His smirk softens into something gentler. “Well,” he says, voice low and amused, “you’re not the easiest person to take care of, but I suppose it’s been worth it.”
Before I can respond, Ravelle laughs. “Not the easiest? She’s impossible. Remember when she nearly burned down that cottage in the Roxlem mountains when she got sick?”
“Hey! You knocked over those candles, not me.”
“Semantics.” Ravelle waves it off, then leans closer, eyes glinting with mischief. “Though, I’ll bet you give that human boy even more trouble than you give us.”
Heat rushes to my face. “Ravelle, can we not—”
“Not talk about Koen?” she cuts in sweetly, savoring every syllable.
Dimitri huffs a laugh that almost seems forced.
Ravelle gasps, delighted. “Oh, Dima, look…she’s blushing. Stars above, Ren. You can hide from him all you want, but you might want to work on this,” she says as she waves her hand in front of my face, “before you see him again.”
“Goddess help me. Can you both stop ?” I groan, dragging a hand over my face.
“Don’t worry. Dimitri is the same. I’m always catching him making eyes at me.”
“Making eyes at you?” Dimitri repeats dryly.
She smirks, flicking her hair back. “Don’t look so offended, darling. You practically sparkle when I walk into a room.”
He shakes his head, chuckling, and I laugh despite the heat still in my cheeks. I missed this. I missed them.

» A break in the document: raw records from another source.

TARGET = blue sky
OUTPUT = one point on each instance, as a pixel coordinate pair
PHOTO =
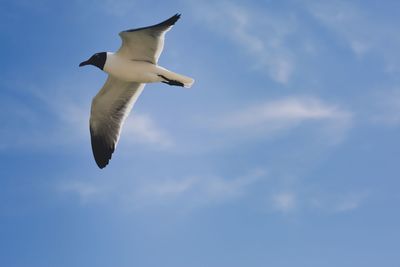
(284, 153)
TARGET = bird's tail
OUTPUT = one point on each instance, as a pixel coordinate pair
(179, 79)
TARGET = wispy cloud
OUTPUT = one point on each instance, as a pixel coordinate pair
(187, 192)
(284, 201)
(282, 114)
(267, 47)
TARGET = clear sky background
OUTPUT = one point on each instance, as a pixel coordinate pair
(284, 153)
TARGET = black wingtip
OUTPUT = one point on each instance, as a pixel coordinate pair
(166, 23)
(102, 151)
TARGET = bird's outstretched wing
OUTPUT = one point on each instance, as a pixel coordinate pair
(145, 43)
(110, 107)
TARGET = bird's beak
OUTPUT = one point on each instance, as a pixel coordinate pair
(84, 63)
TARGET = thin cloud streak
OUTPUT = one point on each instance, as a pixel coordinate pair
(282, 114)
(268, 48)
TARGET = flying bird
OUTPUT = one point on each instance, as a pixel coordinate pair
(129, 69)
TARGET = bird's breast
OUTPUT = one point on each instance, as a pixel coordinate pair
(130, 70)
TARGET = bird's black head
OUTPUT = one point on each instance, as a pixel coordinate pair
(98, 60)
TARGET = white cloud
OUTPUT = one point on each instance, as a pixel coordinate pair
(274, 116)
(262, 34)
(187, 192)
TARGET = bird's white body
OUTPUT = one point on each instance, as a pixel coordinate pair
(140, 71)
(130, 68)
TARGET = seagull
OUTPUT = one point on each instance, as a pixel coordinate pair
(128, 69)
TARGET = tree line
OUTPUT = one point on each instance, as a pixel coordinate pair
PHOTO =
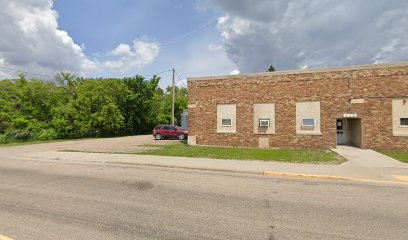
(75, 107)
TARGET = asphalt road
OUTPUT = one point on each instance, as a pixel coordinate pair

The guilt hits me hard then, like a sudden crack in the ice beneath my feet, threatening to swallow me whole.
I watch Dimitri smile, the same familiar grin, and my heart twists.
What am I doing? How can I sit here, laughing with them, when I haven’t even begun to forgive him for the part he played in Kallan’s death?
He hasn’t even apologized. Then again, what difference would it make?
A hollow apology wouldn’t bring Kallan back.
The rest of the meal passes in silence. If they notice the change in me, they don’t say anything.
A part of me is grateful for that. That conversation would be too heavy for tonight.
The air between us feels thick, like they are pretending it’s still the way it was before—when none of this was a reality.
The moment we rise from the table, I feel the urge to escape, to breathe air that isn’t thick with unspoken memories. Dimitri and Ravelle linger behind, still talking softly, but their voices fade as I walk the familiar corridor toward the library.
It’s quieter at night. The fire in the nearest brazier burns low, leaving the air smelling faintly of cedar and old parchment. I move another stack of brittle tomes onto the long oak table, careful not to let them tumble.
The oldest records are always the most temperamental.
Some refuse to be read unless coaxed with the right magic.
I mutter a quiet unlocking spell, and the cracked spine opens with a sigh.
Most of the texts were written in a script that predates my kingdom.
Some, I can read. Others need Dimitri’s translations.
Tonight, though, I work alone. I scan another page—more scattered references of the Vorthari, more useless court records from centuries ago. But then, in the margin of a crumbling ledger, I catch a single phrase.
Roxnos’s last covenant, sealed in the depths of Gravenholme.
I pull the book closer, dying to know more.
No maps of that region survived, only sketches of coastlines swallowed by water, a city reduced to broken spires beneath the waves.
In every record, Gravenholme was tied to the same symbol: a four-pointed star or compass split between dark and light—each point featuring a constellation-like design.
Brushing my fingers over the ink, my pulse quickens.
It’s obvious that Gravenholme is the cursed lands where the second trial took place. I just can’t find information on what happened.